The V2 compatible customisation of the OP discovery flow is now documented here: https://github.com/CSCfi/shibboleth-idp-oidc-extension/wiki/DiscoveryAndOPConfiguration

The default discovery flow configuration can now be overridden via the following property: _idp.oidc.discovery.resolver_ .

If not set, the default value _shibboleth.oidc.DefaultOpenIdConfigurationResolver_ is used, which exists in the discovery beans configuration together with its dependencies. 

TODO: Document this to GitHub.

Former user I think the last bit for this is to fix the discovery flows so they don't require editing the flow files to configure settings.
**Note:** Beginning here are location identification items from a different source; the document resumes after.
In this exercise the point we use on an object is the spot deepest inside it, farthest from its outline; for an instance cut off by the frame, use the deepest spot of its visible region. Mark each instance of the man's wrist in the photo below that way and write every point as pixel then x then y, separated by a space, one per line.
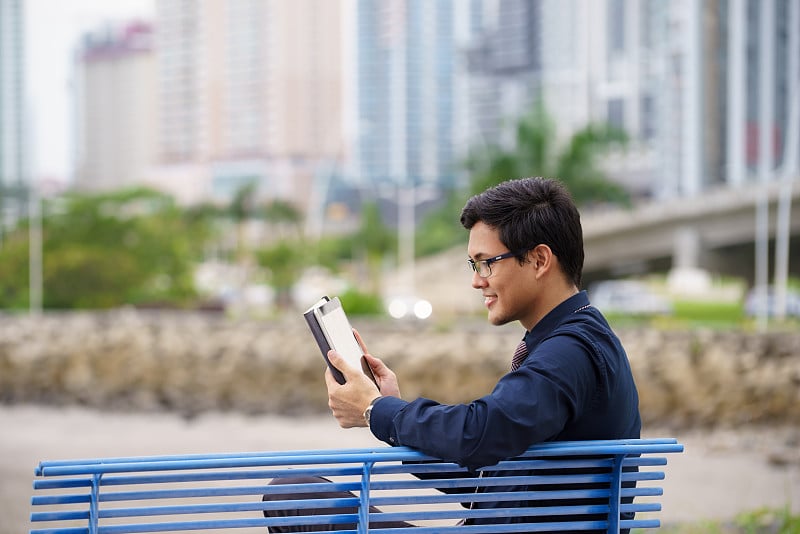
pixel 368 411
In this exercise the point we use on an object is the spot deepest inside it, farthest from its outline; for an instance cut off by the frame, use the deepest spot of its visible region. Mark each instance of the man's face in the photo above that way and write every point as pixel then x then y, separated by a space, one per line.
pixel 510 292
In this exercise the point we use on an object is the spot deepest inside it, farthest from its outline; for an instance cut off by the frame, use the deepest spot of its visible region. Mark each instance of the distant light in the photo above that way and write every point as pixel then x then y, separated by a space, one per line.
pixel 405 307
pixel 423 309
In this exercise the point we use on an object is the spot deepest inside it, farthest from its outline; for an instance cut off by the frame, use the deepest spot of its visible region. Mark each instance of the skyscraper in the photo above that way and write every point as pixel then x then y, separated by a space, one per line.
pixel 116 107
pixel 404 105
pixel 249 91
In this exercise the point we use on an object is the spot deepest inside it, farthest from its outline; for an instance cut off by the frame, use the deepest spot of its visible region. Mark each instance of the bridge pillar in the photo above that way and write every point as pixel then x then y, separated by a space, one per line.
pixel 686 275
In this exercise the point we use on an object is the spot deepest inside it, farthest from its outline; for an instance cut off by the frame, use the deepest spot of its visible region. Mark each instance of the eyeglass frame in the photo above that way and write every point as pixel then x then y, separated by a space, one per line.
pixel 488 263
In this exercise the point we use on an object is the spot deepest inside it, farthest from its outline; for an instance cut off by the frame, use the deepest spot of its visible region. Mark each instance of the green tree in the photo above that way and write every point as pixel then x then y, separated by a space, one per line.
pixel 102 251
pixel 284 262
pixel 535 154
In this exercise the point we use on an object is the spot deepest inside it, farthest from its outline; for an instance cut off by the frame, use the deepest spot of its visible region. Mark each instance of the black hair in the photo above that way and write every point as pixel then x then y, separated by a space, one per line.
pixel 528 212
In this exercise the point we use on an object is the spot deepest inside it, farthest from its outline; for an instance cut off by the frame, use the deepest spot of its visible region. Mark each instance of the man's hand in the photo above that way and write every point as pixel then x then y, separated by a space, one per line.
pixel 349 400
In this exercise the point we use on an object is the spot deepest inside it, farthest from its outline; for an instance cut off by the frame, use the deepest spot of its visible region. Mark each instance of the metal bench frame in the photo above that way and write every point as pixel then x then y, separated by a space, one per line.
pixel 223 491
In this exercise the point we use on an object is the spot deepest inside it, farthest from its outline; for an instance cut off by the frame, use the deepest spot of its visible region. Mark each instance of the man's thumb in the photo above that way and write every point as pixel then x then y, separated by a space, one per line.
pixel 340 363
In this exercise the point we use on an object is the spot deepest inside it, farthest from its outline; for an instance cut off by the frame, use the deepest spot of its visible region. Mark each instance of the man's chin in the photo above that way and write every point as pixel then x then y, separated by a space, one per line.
pixel 498 319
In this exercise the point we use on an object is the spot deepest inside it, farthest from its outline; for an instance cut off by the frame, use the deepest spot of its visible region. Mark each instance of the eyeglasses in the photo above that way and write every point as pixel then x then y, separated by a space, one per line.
pixel 484 267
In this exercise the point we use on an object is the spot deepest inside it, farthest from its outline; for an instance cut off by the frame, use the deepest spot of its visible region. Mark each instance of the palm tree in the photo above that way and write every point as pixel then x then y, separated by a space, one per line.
pixel 535 154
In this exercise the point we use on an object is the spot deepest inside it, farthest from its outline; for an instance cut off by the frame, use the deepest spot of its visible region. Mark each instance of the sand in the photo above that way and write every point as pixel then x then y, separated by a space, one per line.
pixel 720 474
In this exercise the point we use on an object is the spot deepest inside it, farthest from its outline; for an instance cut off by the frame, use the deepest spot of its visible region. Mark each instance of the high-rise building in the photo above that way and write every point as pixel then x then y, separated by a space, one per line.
pixel 249 91
pixel 13 179
pixel 684 78
pixel 403 106
pixel 116 111
pixel 503 67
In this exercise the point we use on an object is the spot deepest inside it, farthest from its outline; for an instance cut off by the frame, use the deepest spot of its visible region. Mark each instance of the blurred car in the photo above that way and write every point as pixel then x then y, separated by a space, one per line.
pixel 755 301
pixel 628 297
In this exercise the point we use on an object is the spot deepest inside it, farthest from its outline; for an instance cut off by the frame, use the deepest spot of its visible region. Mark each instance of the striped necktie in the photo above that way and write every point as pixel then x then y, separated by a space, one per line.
pixel 519 355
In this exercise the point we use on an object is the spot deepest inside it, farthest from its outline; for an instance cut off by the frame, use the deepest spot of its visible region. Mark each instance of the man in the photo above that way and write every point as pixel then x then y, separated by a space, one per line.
pixel 570 380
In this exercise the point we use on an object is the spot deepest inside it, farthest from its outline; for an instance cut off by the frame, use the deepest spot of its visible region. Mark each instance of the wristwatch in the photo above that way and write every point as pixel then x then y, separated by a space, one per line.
pixel 368 411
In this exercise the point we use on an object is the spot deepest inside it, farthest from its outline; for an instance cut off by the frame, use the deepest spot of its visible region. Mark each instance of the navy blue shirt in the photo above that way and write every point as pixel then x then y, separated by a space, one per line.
pixel 575 384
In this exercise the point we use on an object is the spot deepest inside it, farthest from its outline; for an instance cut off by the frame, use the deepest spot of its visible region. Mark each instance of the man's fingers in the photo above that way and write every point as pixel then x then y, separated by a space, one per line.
pixel 360 341
pixel 341 364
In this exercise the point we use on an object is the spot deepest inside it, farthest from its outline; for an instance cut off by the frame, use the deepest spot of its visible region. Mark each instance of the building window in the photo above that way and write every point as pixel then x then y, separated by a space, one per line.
pixel 616 113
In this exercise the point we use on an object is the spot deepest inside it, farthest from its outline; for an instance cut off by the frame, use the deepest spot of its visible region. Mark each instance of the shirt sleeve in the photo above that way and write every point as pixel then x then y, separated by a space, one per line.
pixel 527 406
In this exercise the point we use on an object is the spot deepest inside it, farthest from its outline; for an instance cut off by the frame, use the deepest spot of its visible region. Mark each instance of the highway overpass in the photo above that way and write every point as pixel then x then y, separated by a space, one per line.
pixel 714 231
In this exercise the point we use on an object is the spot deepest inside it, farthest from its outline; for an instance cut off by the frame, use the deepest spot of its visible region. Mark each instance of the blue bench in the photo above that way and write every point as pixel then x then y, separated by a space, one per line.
pixel 224 491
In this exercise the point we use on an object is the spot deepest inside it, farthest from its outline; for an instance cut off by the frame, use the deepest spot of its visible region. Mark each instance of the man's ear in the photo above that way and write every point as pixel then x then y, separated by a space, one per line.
pixel 541 257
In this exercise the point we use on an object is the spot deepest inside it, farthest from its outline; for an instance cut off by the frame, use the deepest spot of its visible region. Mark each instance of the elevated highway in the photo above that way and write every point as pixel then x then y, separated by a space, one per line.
pixel 714 231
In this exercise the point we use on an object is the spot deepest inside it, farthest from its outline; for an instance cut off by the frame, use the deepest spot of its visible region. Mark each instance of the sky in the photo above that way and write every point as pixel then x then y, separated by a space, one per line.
pixel 53 30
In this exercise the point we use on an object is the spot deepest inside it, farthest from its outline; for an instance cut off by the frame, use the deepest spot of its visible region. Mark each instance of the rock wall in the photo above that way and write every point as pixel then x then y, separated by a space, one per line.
pixel 191 362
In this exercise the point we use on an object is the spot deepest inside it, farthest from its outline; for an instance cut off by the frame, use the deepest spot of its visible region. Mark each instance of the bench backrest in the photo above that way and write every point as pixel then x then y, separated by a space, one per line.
pixel 574 486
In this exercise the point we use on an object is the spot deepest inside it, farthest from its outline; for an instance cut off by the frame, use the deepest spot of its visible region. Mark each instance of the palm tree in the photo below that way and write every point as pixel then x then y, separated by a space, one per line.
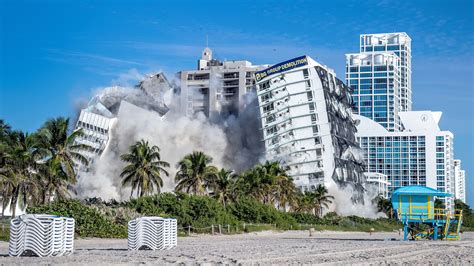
pixel 321 199
pixel 53 180
pixel 19 170
pixel 195 173
pixel 223 185
pixel 58 145
pixel 144 169
pixel 384 205
pixel 285 192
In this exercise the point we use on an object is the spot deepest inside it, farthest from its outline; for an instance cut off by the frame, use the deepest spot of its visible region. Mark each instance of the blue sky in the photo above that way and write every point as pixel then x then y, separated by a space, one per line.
pixel 54 54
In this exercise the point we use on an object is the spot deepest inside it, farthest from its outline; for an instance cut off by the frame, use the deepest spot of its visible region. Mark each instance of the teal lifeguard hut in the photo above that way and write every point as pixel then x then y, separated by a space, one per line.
pixel 414 207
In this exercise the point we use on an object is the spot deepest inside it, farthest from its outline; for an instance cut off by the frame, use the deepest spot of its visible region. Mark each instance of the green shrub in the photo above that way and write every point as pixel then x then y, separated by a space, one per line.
pixel 252 211
pixel 197 211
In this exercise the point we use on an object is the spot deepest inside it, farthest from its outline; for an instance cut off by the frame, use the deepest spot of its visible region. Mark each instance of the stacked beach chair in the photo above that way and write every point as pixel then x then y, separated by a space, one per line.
pixel 41 235
pixel 153 233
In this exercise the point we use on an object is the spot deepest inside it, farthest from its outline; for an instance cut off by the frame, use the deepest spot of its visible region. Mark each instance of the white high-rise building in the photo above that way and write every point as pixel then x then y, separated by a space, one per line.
pixel 400 44
pixel 374 78
pixel 460 181
pixel 377 184
pixel 103 111
pixel 216 87
pixel 307 124
pixel 421 154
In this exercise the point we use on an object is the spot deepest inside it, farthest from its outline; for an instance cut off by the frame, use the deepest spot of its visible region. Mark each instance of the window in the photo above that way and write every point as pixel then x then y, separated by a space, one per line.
pixel 270 119
pixel 268 108
pixel 272 130
pixel 305 73
pixel 266 96
pixel 317 140
pixel 265 85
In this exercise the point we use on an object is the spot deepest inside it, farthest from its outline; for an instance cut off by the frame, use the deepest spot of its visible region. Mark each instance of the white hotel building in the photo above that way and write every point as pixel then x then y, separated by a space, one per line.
pixel 460 181
pixel 216 88
pixel 421 154
pixel 307 125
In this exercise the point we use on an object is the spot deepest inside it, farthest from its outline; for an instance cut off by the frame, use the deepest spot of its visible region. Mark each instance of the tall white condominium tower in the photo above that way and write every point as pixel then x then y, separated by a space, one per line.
pixel 307 124
pixel 421 154
pixel 216 87
pixel 460 181
pixel 374 78
pixel 400 44
pixel 98 119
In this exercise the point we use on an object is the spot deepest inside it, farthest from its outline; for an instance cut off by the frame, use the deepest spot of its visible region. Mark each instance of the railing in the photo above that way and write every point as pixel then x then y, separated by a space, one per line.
pixel 437 214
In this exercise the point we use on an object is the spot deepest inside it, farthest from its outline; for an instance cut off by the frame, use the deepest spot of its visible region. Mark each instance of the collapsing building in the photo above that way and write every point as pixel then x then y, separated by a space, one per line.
pixel 105 109
pixel 307 125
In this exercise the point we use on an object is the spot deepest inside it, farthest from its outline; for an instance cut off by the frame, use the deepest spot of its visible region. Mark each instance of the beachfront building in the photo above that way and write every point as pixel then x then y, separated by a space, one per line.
pixel 216 87
pixel 400 44
pixel 104 110
pixel 459 181
pixel 421 154
pixel 96 123
pixel 307 124
pixel 374 78
pixel 377 184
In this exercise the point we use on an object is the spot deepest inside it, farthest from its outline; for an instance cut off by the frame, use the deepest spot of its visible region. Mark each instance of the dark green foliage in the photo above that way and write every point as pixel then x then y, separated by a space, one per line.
pixel 253 211
pixel 467 213
pixel 197 211
pixel 89 221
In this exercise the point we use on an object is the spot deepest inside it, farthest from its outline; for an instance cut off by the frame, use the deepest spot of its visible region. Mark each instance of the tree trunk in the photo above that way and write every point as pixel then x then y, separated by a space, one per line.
pixel 13 202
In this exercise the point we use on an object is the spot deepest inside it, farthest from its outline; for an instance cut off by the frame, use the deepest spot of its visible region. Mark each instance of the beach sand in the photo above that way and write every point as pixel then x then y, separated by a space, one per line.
pixel 263 248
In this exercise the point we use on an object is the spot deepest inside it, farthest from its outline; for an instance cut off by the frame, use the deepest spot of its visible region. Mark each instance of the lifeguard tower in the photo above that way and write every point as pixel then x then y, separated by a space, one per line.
pixel 414 207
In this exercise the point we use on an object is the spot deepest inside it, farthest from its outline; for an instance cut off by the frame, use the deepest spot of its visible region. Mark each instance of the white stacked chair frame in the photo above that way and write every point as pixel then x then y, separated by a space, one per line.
pixel 153 233
pixel 43 235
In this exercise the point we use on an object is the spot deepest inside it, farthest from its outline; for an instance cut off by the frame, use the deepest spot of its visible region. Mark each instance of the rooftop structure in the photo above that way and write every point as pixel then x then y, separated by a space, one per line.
pixel 400 44
pixel 216 88
pixel 420 155
pixel 375 82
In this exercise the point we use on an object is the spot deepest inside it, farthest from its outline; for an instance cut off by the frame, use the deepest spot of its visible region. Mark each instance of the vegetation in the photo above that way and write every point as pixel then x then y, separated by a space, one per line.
pixel 468 215
pixel 95 218
pixel 39 170
pixel 35 168
pixel 195 173
pixel 144 169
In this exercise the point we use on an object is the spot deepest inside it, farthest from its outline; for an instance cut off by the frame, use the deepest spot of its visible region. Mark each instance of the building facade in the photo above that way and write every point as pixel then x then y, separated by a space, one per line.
pixel 459 181
pixel 400 44
pixel 98 119
pixel 377 184
pixel 307 124
pixel 374 78
pixel 421 155
pixel 216 87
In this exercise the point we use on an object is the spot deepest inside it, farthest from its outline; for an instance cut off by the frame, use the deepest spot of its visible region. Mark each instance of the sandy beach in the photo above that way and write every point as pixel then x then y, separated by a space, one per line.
pixel 295 247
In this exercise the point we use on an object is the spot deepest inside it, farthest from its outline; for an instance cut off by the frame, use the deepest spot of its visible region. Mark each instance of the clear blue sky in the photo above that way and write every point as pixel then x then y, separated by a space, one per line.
pixel 53 54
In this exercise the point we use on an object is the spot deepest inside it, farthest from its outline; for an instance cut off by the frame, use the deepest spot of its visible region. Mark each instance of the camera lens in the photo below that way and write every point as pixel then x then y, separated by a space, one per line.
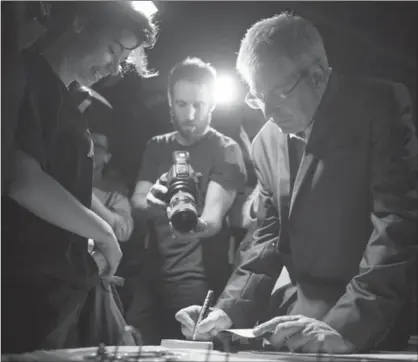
pixel 183 212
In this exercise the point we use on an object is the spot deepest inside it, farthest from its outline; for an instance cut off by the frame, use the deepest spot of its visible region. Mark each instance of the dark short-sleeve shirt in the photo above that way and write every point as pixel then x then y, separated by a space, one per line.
pixel 217 158
pixel 52 130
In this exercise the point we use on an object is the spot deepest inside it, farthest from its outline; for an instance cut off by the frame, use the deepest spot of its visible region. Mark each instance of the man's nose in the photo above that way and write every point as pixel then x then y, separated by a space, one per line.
pixel 190 113
pixel 113 68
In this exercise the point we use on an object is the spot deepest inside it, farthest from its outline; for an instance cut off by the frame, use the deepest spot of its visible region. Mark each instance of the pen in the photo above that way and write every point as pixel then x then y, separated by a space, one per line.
pixel 203 312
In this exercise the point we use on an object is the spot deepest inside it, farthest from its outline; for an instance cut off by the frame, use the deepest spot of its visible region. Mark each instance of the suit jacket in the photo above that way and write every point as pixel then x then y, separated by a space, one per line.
pixel 347 230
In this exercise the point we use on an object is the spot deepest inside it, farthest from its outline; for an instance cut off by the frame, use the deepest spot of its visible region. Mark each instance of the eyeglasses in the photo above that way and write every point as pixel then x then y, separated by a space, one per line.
pixel 259 102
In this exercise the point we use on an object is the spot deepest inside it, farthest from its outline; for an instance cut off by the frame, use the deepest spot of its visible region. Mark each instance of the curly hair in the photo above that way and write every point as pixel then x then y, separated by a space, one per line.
pixel 104 16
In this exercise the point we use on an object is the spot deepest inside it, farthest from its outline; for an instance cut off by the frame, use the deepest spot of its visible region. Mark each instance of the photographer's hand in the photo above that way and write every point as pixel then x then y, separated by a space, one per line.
pixel 202 230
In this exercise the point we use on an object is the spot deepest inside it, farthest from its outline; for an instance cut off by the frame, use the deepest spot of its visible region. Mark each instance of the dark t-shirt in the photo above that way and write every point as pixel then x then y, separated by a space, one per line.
pixel 217 158
pixel 52 130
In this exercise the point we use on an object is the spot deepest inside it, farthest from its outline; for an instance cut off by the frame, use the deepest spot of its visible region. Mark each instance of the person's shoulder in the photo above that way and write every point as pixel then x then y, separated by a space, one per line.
pixel 221 139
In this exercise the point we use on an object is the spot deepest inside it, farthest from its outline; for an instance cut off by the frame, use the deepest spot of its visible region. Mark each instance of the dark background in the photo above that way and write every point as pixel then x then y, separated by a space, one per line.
pixel 377 39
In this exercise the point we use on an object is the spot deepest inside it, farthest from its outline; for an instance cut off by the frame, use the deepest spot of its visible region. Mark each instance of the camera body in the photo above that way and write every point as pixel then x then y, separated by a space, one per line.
pixel 183 193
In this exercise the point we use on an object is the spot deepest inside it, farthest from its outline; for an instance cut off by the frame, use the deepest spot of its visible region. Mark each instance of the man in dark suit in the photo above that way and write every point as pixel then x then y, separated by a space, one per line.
pixel 337 167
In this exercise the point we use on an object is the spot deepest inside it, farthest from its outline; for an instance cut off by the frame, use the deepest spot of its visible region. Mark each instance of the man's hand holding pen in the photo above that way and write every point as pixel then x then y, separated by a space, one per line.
pixel 216 321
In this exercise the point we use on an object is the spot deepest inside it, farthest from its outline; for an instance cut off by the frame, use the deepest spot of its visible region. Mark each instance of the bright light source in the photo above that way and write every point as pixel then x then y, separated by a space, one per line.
pixel 225 89
pixel 146 7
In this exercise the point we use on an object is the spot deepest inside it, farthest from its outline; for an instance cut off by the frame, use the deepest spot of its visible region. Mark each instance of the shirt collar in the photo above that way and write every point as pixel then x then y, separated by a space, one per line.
pixel 304 135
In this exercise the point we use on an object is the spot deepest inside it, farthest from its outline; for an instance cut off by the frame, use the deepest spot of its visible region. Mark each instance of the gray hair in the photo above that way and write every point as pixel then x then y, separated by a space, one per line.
pixel 284 35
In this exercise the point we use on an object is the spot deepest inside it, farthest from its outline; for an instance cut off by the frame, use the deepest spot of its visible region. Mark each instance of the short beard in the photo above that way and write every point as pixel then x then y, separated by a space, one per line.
pixel 185 136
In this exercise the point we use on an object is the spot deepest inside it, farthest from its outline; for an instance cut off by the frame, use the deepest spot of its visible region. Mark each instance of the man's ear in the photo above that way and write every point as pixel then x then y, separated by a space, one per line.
pixel 78 24
pixel 108 157
pixel 318 75
pixel 170 101
pixel 213 105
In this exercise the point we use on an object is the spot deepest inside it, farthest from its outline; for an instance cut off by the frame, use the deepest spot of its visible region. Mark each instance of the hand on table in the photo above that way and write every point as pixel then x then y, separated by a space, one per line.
pixel 216 321
pixel 302 334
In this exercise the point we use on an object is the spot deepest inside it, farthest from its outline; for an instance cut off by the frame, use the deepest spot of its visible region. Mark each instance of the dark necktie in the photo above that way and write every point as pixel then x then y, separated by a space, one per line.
pixel 296 149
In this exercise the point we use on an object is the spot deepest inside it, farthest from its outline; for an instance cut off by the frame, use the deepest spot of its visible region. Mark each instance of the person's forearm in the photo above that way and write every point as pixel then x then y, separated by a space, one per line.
pixel 141 211
pixel 38 192
pixel 213 224
pixel 102 211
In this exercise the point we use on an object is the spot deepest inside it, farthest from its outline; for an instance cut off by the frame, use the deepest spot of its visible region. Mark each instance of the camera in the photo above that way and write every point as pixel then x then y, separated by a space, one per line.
pixel 183 192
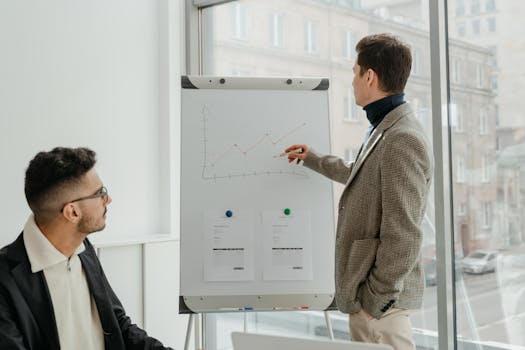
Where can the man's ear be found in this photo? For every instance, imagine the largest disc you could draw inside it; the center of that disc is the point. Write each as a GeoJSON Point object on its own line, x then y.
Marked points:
{"type": "Point", "coordinates": [71, 212]}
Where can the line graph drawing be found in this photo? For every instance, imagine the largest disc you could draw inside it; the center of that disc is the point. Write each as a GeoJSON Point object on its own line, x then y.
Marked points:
{"type": "Point", "coordinates": [212, 162]}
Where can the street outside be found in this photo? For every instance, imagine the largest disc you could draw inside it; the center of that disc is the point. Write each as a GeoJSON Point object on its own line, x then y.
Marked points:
{"type": "Point", "coordinates": [490, 306]}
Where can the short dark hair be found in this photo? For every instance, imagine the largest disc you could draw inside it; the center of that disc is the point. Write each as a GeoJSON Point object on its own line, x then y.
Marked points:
{"type": "Point", "coordinates": [388, 57]}
{"type": "Point", "coordinates": [49, 172]}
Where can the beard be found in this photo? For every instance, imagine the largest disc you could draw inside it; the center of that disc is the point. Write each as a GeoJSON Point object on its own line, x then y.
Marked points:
{"type": "Point", "coordinates": [92, 224]}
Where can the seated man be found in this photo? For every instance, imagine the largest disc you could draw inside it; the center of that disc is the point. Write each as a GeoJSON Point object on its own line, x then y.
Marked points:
{"type": "Point", "coordinates": [53, 291]}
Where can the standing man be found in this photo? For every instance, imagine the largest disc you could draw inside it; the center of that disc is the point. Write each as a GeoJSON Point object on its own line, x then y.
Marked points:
{"type": "Point", "coordinates": [378, 272]}
{"type": "Point", "coordinates": [53, 291]}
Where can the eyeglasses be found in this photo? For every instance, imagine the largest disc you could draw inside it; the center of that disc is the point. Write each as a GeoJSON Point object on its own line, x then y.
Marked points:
{"type": "Point", "coordinates": [102, 193]}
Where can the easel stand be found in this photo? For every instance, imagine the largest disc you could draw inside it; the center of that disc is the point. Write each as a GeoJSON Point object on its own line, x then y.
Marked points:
{"type": "Point", "coordinates": [199, 320]}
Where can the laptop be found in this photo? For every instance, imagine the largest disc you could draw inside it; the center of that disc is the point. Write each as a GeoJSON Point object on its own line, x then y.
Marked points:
{"type": "Point", "coordinates": [251, 341]}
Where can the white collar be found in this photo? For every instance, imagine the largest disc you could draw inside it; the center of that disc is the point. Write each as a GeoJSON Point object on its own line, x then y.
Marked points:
{"type": "Point", "coordinates": [40, 251]}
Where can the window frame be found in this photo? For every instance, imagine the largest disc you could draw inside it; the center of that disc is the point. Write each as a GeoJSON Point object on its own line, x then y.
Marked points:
{"type": "Point", "coordinates": [447, 335]}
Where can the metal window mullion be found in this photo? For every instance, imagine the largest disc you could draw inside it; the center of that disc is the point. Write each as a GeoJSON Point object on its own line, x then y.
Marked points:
{"type": "Point", "coordinates": [442, 179]}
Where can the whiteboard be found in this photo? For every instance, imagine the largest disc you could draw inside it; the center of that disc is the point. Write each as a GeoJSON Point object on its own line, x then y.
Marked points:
{"type": "Point", "coordinates": [257, 233]}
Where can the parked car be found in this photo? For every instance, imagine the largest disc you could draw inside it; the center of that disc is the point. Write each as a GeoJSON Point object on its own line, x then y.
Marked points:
{"type": "Point", "coordinates": [480, 261]}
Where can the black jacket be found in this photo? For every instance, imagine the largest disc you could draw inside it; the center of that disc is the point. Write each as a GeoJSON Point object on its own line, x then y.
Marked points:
{"type": "Point", "coordinates": [27, 319]}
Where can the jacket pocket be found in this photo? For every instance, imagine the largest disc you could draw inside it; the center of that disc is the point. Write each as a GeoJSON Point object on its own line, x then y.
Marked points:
{"type": "Point", "coordinates": [360, 261]}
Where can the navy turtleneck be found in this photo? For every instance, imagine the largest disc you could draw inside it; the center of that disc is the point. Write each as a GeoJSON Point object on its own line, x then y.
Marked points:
{"type": "Point", "coordinates": [376, 111]}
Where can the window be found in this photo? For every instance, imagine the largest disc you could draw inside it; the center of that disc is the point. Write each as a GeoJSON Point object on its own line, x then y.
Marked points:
{"type": "Point", "coordinates": [490, 5]}
{"type": "Point", "coordinates": [351, 109]}
{"type": "Point", "coordinates": [475, 27]}
{"type": "Point", "coordinates": [474, 7]}
{"type": "Point", "coordinates": [456, 70]}
{"type": "Point", "coordinates": [486, 213]}
{"type": "Point", "coordinates": [277, 30]}
{"type": "Point", "coordinates": [416, 68]}
{"type": "Point", "coordinates": [460, 169]}
{"type": "Point", "coordinates": [494, 82]}
{"type": "Point", "coordinates": [461, 29]}
{"type": "Point", "coordinates": [457, 117]}
{"type": "Point", "coordinates": [490, 214]}
{"type": "Point", "coordinates": [462, 209]}
{"type": "Point", "coordinates": [311, 37]}
{"type": "Point", "coordinates": [491, 24]}
{"type": "Point", "coordinates": [238, 21]}
{"type": "Point", "coordinates": [483, 122]}
{"type": "Point", "coordinates": [485, 169]}
{"type": "Point", "coordinates": [480, 76]}
{"type": "Point", "coordinates": [349, 43]}
{"type": "Point", "coordinates": [460, 8]}
{"type": "Point", "coordinates": [350, 154]}
{"type": "Point", "coordinates": [493, 55]}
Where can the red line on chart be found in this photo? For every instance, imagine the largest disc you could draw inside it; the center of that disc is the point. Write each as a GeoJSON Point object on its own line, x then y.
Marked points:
{"type": "Point", "coordinates": [262, 139]}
e.g. https://github.com/CSCfi/shibboleth-idp-oidc-extension/wiki/DiscoveryAndOPConfiguration

It mentions editing the beans file. I don't know if there are other cases like that one.

We need uber testing (and I mean the old stuff, not even this) but I have the IdP tests passing with the audit import moved up and out. The apparent/hopeful issue is that it was really just the metadata protocol for the SAML flows that was always causing the problem, so I converted it into a script.

This is blowing up where we expected, on the audit import. All the obvious tricks to get the test resources to override non-test aren't working.

Even if they did, we'd have to bake in an ugly hack of some kind to make the jar-based flow beans file do the import as a file:///, when technically we don't guarantee it has to be a file.

The audit beans have always been the circular mess that keeps things from working like they should, so it's probably time to just deal with it.

Even duplicating audit-system.xml won't help because an import of audit.xml itself will just fail the same way.

I was pretty sure that moving the audit beans up into global-system.xml wouldn't work but I think I need to test that theory.